Request.UrlReferrer null!?

Question

In an aspx C#.NET page (I am running framework v3.5), I need to know where the user came from since they cannot view pages without logging in. If I have page 'A' (the page the user wants to view) redirect to page 'B' (the login page), the Request.UrlReferrer object is null.

Background: If a user isn't logged in, I redirect to the Login page ('B' in this scenario). After login, I would like to return them to the page they were requesting before they were forced to log in.

UPDATE: A nice quick solution seems to be:
//if user not logged in
Response.Redirect("..MyLoginPage.aspx?returnUrl=" + Request.ServerVariables["SCRIPT_NAME"]);
Then, just look at QueryString on login page you forced them to and put the user where they were after successful login.

Answer 1

The problem could be related on how you redirect the user to some other page. Anyways, the referer url is nothing you should take as absolute rule - a client can fake it easily.

Answer 2

What you're looking for is best done with a query string variable (e.g. returnURL or originURL). Referrer is best used for data mining operations as it's very unreliable.

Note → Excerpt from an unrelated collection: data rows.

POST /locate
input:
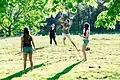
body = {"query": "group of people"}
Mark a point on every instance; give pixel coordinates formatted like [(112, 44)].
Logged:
[(27, 40)]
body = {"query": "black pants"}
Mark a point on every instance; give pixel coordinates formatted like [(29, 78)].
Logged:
[(52, 37)]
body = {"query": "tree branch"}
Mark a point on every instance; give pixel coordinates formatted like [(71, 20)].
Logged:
[(4, 27)]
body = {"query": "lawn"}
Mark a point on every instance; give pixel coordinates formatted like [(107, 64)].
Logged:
[(61, 62)]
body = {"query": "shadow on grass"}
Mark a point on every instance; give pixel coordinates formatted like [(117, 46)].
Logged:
[(66, 70), (41, 47), (20, 73)]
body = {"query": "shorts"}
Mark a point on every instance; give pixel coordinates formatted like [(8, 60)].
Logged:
[(27, 50), (66, 35), (85, 41)]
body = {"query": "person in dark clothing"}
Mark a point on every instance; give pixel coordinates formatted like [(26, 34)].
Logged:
[(52, 34), (26, 47)]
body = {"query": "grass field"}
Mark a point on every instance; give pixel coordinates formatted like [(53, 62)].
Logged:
[(62, 62)]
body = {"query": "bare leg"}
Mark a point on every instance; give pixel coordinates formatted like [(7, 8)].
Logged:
[(74, 45), (84, 53), (64, 40), (31, 62), (24, 59)]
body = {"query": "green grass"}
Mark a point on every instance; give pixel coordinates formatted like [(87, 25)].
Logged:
[(62, 62)]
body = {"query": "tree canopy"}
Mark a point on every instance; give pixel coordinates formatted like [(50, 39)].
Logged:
[(15, 14)]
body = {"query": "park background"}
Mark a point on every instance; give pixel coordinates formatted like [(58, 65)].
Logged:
[(61, 62)]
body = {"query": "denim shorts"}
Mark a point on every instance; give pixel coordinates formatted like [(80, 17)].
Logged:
[(27, 50), (85, 41)]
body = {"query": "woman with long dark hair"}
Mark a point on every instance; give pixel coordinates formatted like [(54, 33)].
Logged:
[(26, 47), (86, 33), (52, 34)]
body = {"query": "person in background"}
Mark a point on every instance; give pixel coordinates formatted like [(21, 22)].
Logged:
[(65, 32), (52, 34), (26, 47), (86, 34)]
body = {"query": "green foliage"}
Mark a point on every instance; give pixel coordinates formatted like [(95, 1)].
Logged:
[(103, 20)]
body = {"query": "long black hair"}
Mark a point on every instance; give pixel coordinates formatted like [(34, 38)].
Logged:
[(25, 32)]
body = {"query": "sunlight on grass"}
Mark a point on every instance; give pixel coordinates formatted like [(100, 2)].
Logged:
[(103, 59)]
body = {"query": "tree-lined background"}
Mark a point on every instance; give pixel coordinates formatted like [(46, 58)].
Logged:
[(103, 15)]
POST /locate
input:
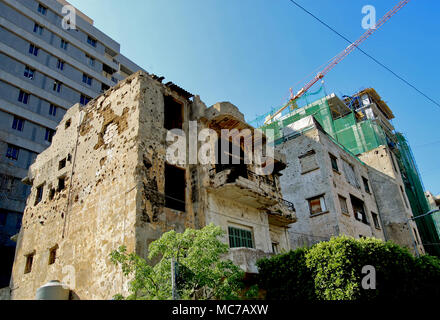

See the way ASP.Net does redirection with logins for an example.

Answer 3

UrlReferrer is based off the HTTP_REFERER header that a browser should send. But, as with all things left up to the client, it's variable.

I know some "security" suites (like Norton's Internet Security) will strip that header, in the belief that it aids tracking user behavior. Also, I'm sure there's some Firefox extensions to do the same thing.

Bottom line is that you shouldn't trust it. Just append the url to the GET string and redirect based off that.